Phone Security

Phone Security

The most important thing to understand about security is that it is only good as your weakest link. And outside of gullible people, by far the weakest link in terms of security is the cell phone right next to you. This device is just INSANELY insecure. Think of it like a wide open personal computer you carry around in your pocket with access to all your important emails, passwords, account information, that you frequently use on totally unsecured WiFi networks when you go out for a latte.

Everyone has a cell phone and nobody thinks about securing them until they lose it.

Here is the quick summary of basic advice that I’m going into more detail, make sure to use secure logins for all phones that have access to your company email, network and data. Make sure they run all updates, have software to enable their location in case they get misplaced and if they have important documents be sure to encrypt their data. Always put them to sleep when your not using them. Leaving your laptop on while you get a coffee is just as risky as leaving your phone, anyone can get into your banking, credit, email, in less than a minute. Ideally, encrypt all your devices. It’s far more important to protect your data than it is to physically protect the device. So if you’ve got a nice case on that phone, use a secure login, too.

To do this right, you must have a security policy that makes sense. This means do not give access to important information to people that do not require it. If you store critical information do not provide access to it to anyone that does not need it under any circumstances. KEEP IT SEPARATE. I know it sounds convenient to put everything “up in the cloud” but just don’t do it with critical data, e.g. credit card numbers, banking information. Compartmentalize your important data carefully. Keep backups in a secure location and don’t share password access to anyone but those you trust to maintain their own security as well as your own.
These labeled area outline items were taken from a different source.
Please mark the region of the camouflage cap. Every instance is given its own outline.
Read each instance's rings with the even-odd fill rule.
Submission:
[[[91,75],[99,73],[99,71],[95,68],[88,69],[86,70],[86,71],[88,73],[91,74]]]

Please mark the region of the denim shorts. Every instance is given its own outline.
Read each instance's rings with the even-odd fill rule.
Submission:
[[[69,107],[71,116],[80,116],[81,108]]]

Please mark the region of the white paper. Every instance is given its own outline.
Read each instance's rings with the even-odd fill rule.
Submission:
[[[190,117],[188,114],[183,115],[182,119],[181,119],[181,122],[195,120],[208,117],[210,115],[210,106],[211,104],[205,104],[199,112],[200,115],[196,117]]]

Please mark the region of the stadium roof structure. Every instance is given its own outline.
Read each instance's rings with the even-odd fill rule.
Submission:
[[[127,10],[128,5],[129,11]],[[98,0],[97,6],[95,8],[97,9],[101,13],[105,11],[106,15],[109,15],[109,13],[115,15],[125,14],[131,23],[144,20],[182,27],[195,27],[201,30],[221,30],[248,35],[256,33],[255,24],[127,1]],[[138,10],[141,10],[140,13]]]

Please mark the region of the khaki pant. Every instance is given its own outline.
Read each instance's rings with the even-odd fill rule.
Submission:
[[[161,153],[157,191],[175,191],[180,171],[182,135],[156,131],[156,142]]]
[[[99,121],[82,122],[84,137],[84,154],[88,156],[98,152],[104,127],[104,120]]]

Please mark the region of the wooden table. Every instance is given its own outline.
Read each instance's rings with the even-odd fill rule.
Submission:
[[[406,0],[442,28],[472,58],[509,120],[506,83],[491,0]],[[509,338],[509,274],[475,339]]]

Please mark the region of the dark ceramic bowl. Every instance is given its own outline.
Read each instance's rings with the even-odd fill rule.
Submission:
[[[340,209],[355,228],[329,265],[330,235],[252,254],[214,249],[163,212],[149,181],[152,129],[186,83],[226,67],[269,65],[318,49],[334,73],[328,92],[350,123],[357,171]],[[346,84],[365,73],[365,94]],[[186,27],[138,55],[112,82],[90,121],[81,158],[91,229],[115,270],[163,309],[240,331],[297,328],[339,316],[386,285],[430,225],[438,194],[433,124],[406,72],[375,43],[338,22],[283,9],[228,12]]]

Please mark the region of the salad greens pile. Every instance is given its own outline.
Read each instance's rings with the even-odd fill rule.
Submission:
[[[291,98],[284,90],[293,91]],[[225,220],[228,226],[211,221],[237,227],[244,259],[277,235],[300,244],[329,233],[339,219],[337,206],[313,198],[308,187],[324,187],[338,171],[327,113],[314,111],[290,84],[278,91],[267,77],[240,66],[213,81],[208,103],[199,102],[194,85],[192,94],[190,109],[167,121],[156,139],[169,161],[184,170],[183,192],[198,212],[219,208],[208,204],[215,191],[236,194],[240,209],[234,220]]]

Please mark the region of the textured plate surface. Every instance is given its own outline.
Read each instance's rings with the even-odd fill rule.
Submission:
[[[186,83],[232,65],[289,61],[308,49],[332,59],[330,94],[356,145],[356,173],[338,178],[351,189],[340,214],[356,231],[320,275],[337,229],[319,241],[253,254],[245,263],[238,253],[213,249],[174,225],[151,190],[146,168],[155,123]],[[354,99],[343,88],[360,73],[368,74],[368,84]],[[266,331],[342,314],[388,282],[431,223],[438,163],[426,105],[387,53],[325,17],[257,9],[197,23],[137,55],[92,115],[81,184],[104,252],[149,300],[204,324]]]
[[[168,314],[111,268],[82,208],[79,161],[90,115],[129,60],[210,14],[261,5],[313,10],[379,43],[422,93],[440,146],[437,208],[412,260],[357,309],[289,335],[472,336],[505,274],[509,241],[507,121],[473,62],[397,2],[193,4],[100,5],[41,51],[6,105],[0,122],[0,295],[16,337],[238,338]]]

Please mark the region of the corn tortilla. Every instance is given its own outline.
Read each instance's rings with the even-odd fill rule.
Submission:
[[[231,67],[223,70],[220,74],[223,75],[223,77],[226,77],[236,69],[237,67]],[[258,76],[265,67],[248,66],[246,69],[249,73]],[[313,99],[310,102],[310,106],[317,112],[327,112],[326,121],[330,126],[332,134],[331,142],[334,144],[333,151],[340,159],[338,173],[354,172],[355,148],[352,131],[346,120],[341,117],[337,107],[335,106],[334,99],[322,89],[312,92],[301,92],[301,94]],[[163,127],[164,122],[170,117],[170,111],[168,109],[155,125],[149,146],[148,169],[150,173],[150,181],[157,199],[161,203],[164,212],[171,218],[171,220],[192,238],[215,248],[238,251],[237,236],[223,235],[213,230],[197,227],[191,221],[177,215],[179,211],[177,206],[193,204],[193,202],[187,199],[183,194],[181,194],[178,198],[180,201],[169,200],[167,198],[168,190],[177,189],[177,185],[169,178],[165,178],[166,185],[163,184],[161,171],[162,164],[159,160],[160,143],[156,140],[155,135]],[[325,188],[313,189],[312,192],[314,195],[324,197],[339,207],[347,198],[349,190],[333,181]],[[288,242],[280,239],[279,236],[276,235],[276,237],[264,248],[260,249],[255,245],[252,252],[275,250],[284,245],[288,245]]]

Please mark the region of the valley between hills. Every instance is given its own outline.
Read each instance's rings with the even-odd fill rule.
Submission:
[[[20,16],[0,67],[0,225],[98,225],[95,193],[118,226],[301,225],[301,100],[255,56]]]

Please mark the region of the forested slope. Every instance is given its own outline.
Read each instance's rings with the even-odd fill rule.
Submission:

Think about what this means for a moment… it is not trivial. If you have an employee who forwards their email to an insecure machine then you are wide open. What if their iCloud back service is hacked? did you send a text message with password information? Take a picture of your logins and passwords? etc. It goes on and on. The only way to ensure complete security is to lock the unplugged machine up in Faraday cage. Which is not a good idea either. So organize your data so ‘when’ not ‘if’ it gets hacked you can handle the situation well.


Use a Lock Screen

It is utterly insane not to have a secured lock screen on your phone. The implications of losing a your phone is far worse than your wallet. Your phone not only provides access to your contacts, your emails, and banking apps but also your shared browser passwords, and more importantly validation for password changes, via two factor authentication. This means that if anyone gains access to your phone even for a few minutes they can “OWN” you. Banking, Credit Cards, BitCoin Accounts, You name it. They can take over your life and run it into the ground. It is vitally important to understand that using a Lock Screen does not protect you when your phone is stolen. All it does is buy you time to change your passwords. A determined individual can still access all the information on your system. If security is vitally important I suggest that in addition to a lock screen you consider encrypting your phone data too. See below.

Keep Your Phone Updated

No matter what operating system your phone is running iOS, Android or even Windows make sure to run the latest updates. The reason being that many of the incremental updates include security patches based on known exploits found in the wild.

Install Find My Phone Type Apps

This is not so much about protecting your phone from being hacked as simply finding it when you’ve misplaced it. There are a number of excellent Apps out there for locating a lost phone. iOS has an excellent app called Find my iPhone, this feature baked right in to Android and Windows phones you just need to enable it.

Use Antivirus

Apple phones have a strict control system but Androids are not so if you are running Android I recommend you only install ‘safe’ apps (which means investigate ANYTHING you install before you install it.) Also use an antivirus program on your device even if it is running the latest version of iOS.

Encryption

Encryption stores your phone’s data in an unreadable form. Most Android phones ship with encryption turned on by default. It is mildly inconvenient however, anyone with sensitive business data on company on their phones will want to use encryption (with a secured lock screen) help protect their data.

Beware the Backup…

Remember all those photos of those famous people making the rounds a couple of years ago? That was because Apple’s iCloud backup services provided a nice hackable resource of photos, videos, device settings, app data (that could include banking info FYI…,) iMessage, SMS, MMS, and Voicemail. Convenient but not good from a security standpoint.

Going Overboard

SIM Locks

Seriously inconvenient and annoying… So I don’t recommend them. If you do you won’t be able to make a call without entering a password. Not worth it. Just make sure the phone goes to sleep and requires a password.